The literature reports several management alternatives. Still, as it is the globally accepted orthopedic principle that fractures affecting an articular surface need accurate reduction, most authors adhere to management concerning the proper restoration of the articular surface. This is reinforced by two series which emphasized the demand for appropriate reduction of the articular surface with displacement more than  2 mm. One article reported successful conservative management of most nondisplaced trapezium fractures in a plaster cast simply. Regardless, another article presented dismal consequences in three patients with comminuted fractures managed in this manner.

Much of the literature proposes open reduction and internal fixation of vertically displaced intraarticular fractures of the trapezium as in this condition. Corey and Ferrer-Torrells were the first to suggest this and they operated Kirschner wire-fixation for a series of five patients. This or closed reduction and pinning, similar to what was done in this particular instance, was suggested by Foster and Hastings. Inston et al expressed the use of a Herbert screw which provided dynamic compression of the fragments and he documented very satisfactory success. Tolat and Jones documented a case of a trapezium fracture with related carpometacarpal dislocation in a skeletally immature 14-year-old who was managed with proper reduction and plaster and made satisfactory healing suggesting that proper reduction or fixation of the trapezium can be sufficient to stabilize the trapezia-metacarpal joint.

Lately, arthroscopic assisted fixation of this injury was conveyed. No studies have compared the consequence of Kirschner wire-fixation (percutaneous/open) to screw fixation (open) but Mcguigan and Culp looked at eleven patients (largest series) with intra-articular trapezium fractures who had some kind of operative management and documented generally helpful outcomes. Regardless, it is fundamental to note that 5/11 patients in this analysis showed degenerative changes at the trapeziometacarpal articulation at long-term follow-up (mean 47 months) despite exceptional functional consequences at earlier review. Therefore it is important to demonstrate this important long-term complication to all patients.


Be conscious that pain is continually a continuing pain and the possibility of refracture still exists with the carpal bones. Thus, restoration of range of motion and strength must be within the patient’s pain tolerance, and aggressive treatment must always be prevented.


Recovery from a trapezium fracture can vary depending on the severity of the injury and the treatment approach. It may involve a period of immobilization, followed by rehabilitation exercises and therapy to regain strength, range of motion, and function in the hand and thumb.

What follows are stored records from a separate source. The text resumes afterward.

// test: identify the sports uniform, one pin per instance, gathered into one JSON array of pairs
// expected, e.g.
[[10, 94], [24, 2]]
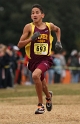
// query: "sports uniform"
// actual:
[[39, 50]]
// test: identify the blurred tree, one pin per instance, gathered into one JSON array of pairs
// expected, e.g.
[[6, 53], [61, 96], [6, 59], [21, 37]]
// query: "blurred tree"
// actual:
[[14, 14]]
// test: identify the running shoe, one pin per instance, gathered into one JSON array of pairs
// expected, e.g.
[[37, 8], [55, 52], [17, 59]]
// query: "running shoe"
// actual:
[[49, 102], [40, 109]]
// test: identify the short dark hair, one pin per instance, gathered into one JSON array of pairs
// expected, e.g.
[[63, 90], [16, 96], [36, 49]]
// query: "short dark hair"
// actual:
[[39, 7]]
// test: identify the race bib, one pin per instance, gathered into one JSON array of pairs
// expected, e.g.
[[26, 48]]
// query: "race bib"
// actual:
[[41, 48]]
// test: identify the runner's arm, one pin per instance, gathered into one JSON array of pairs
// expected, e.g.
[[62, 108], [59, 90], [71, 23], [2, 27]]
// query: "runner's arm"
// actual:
[[24, 40], [57, 30]]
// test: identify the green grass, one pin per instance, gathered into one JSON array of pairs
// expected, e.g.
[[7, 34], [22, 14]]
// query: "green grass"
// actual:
[[28, 91]]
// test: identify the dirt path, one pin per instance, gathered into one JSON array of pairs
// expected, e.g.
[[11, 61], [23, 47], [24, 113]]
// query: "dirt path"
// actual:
[[24, 114]]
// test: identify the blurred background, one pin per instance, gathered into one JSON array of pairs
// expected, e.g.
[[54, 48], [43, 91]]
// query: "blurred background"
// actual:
[[14, 14]]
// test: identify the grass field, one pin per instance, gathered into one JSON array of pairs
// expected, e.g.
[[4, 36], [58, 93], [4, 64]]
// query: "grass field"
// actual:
[[17, 105]]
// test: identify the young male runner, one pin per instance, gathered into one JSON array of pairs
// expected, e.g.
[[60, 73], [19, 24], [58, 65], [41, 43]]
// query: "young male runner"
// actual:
[[37, 40]]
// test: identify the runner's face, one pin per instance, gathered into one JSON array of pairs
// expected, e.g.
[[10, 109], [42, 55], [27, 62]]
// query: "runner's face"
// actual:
[[36, 15]]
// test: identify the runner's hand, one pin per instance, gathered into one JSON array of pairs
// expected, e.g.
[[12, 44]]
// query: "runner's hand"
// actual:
[[35, 35], [58, 46]]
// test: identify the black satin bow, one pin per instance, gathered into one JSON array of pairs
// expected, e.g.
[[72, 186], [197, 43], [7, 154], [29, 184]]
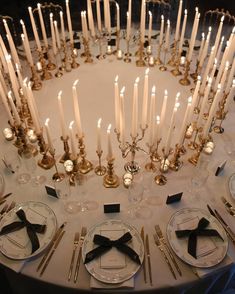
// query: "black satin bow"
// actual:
[[32, 229], [193, 234], [106, 244]]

How do you manage a fractured trapezium?

An immobilized short thumb spica splint can be used to treat non-displaced trapezium and trapezoid fractures for four to six weeks. Management for a non-displaced isolated capitate fracture comprises immobilization with a short arm thumb spica cast for six to eight weeks.

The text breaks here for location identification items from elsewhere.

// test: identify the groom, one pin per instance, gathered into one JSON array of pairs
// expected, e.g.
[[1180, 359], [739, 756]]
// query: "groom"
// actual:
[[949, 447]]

What are fractures of the trapezium?

Trapezial ridge fractures can be a consequence of a direct hit to the base of the ridge (type 1) or avulsion of the transverse carpal ligament from the tip of the ridge. Fractures of the trapezium are not common and usually unnoticed and later diagnosed.

How do I comprehend that if I fractured my trapezium?

Trapezoid fractures Patients have a complaint of tenderness present at the base of the 2nd metacarpal. They can also complain of pain in the area of the snuffbox. On physical exam, they can have swelling present at the wrist and reduced range of motion of the wrist due to pain.

Is a trapezium fracture hurting?

Patients with trapezoid fractures can complain of point tenderness present at the base of the 2nd metacarpal, pain with range of motion at the 2nd metacarpophalangeal joint, or pain and tenderness located at the anatomic snuffbox. Patients may or may not have posterior wrist swelling and decreased range of movement at the wrist.

What type of bone is the trapezium?

The trapezium is an uneven-shaped carpal bone located within the hand. The thumb’s metacarpal bone and the trapezium are next to each other in the lower row of carpal bones. On its ulnar aspect are seen the trapezoid and scaphoid bones.